Diabetes and eating disorders

It is observed that people who have Diabetes Mellitus (DM) and eating disorders (ED) have factors in common. In individuals with type-1 DM, it was observed that factors such as age, gender, dietary routine for DM, body mass index, body satisfaction, family support and DM complications seem to be the main factors for increased risk of developing ED. In general, among the factors presented for increased risk for ED are: being between 7 and 18 years old, being female, having a body mass index that indicates overweight or obesity, having body dissatisfaction, having poor family attention to healthy eating, presence of maternal overweight and mother with binge eating, as well as having a detailed and specific diet for DM [20]. Analyzing the prevalence in relation to gender, in women with type-1 DM, the prevalence of ED is more than double that of men (37.9% against 15.9%) [20]. A detailed diet, with precise portions and monitoring of the amount of carbohydrates is essential for the management of type-1 DM. However, this can put patients in a situation of greater concern about their health and nutrition and, therefore, lead to the emergence of psychiatric problems that form the bases of AT development [20].

It is important to remember that older patients (aged 51-60 years) with type-2 DM may also suffer from anxiety disorders. Probably by starting to notice the illness and the sudden deterioration of health. They may be going through stages of adaptation to new situations and conditions, both social and biological age-related. In the case of not accepting these situations, these people tend to employ psychological means of denial [17]. A review and metaanalysis by Nieto-Martínez R, et al. assessed whether type-2 DM had eating disorders as risk factors. Showing that Bulimia nervosa presented an increased risk of developing type-2 DM, both in control cases and in cohorts. Whereas Anorexia nervosa showed a decreased risk in cohort studies. Patients with eating disorders coexisting with DM may have unhealthy methods to maintain weight control. Some of the methods are: vomiting, using laxatives and skipping insulin doses. These methods are associated with poor glycemic control, as well as the presence of overweight and obesity in patients. It is worth emphasizing that this type of behavior is more reported in patients with type-2 DM compared to type-1 patients [17].

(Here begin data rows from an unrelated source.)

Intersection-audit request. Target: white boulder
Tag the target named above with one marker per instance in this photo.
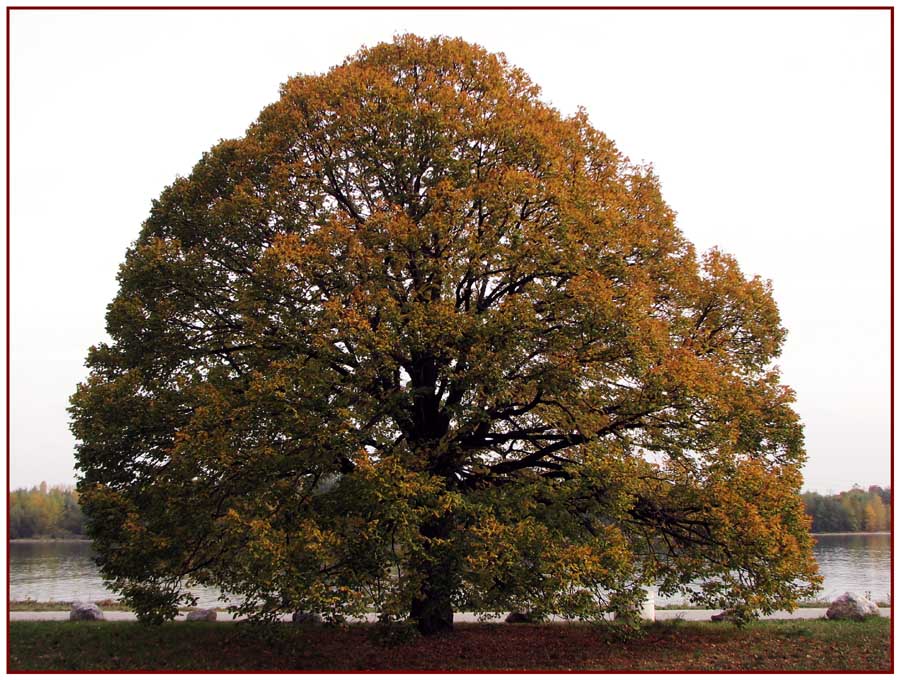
(85, 611)
(201, 615)
(852, 606)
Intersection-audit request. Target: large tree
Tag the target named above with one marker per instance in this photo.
(419, 342)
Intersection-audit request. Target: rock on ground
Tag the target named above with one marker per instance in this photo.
(85, 611)
(852, 606)
(306, 618)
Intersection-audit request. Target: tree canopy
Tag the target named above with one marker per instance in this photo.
(419, 342)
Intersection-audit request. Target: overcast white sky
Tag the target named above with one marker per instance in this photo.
(769, 131)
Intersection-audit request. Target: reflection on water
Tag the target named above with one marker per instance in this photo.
(856, 562)
(64, 570)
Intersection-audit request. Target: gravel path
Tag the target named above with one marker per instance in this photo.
(461, 617)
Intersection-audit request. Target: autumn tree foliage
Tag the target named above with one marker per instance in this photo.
(418, 342)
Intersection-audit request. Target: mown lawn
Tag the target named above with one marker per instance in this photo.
(770, 645)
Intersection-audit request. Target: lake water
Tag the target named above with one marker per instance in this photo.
(64, 570)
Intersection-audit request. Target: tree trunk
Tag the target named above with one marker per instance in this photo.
(432, 612)
(432, 609)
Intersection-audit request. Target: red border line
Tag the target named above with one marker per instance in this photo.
(8, 231)
(892, 337)
(9, 9)
(451, 7)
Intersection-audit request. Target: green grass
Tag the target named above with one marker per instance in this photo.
(769, 645)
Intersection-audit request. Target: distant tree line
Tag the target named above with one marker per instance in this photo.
(45, 512)
(853, 510)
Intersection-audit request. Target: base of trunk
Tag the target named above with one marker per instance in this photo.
(432, 616)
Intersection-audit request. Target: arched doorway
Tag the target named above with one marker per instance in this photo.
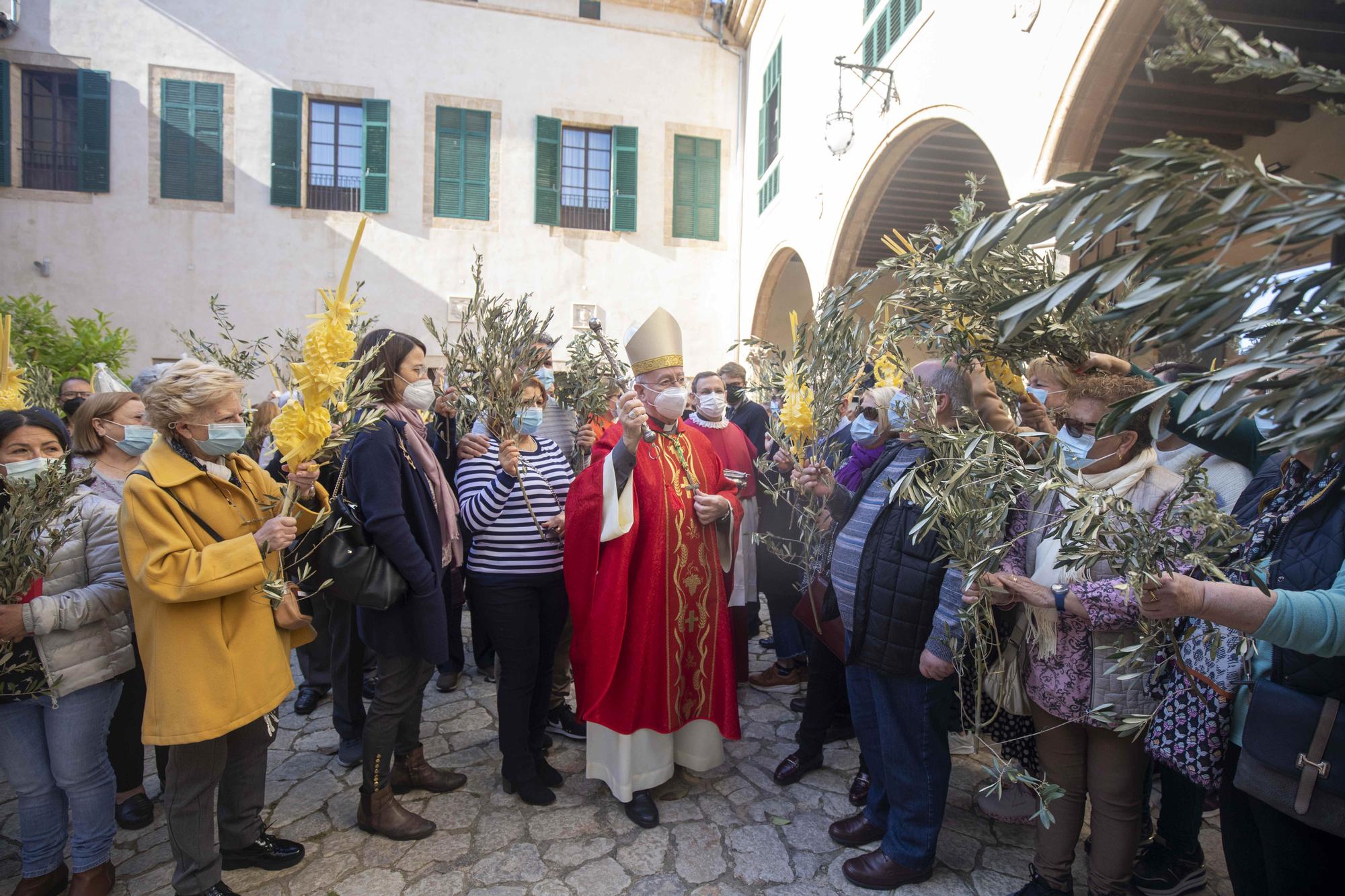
(918, 179)
(785, 288)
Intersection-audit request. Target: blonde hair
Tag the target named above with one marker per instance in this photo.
(84, 439)
(1061, 373)
(185, 389)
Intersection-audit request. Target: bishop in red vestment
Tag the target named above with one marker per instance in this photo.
(652, 529)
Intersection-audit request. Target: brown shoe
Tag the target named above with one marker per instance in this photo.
(856, 831)
(380, 813)
(875, 870)
(860, 788)
(414, 772)
(96, 881)
(49, 884)
(794, 767)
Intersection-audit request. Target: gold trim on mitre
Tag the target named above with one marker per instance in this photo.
(656, 345)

Around 44% of teenagers or young women with type-1 DM have used unhealthy methods for weight loss. The reason for this may be the fact that girls with anxiety disorders, in large proportion, report dissatisfaction with what they see of their body shape and ideal body shape [19]. Eating disorders contribute to an increased risk of diabetes-related complications, such as: diabetic ketoacidosis, abnormal lipid profile, retinopathy, neuropathy, nephropathy, and increased mortality [19]. Reinehr T, et al. in a study observed higher levels of Hb1Ac and higher rates of diabetic ketoacidosis or severe hypoglycemia in the presence of DM associated with eating disorders. In the study, there was a higher prevalence of diabetic ketoacidosis in the first 2 years after the onset of DM in girls with ED, associated with greater hospitalization and presence of retinopathy. The rate of severe hypoglycemia was higher in girls with ED in the first year after the onset of diabetes [19].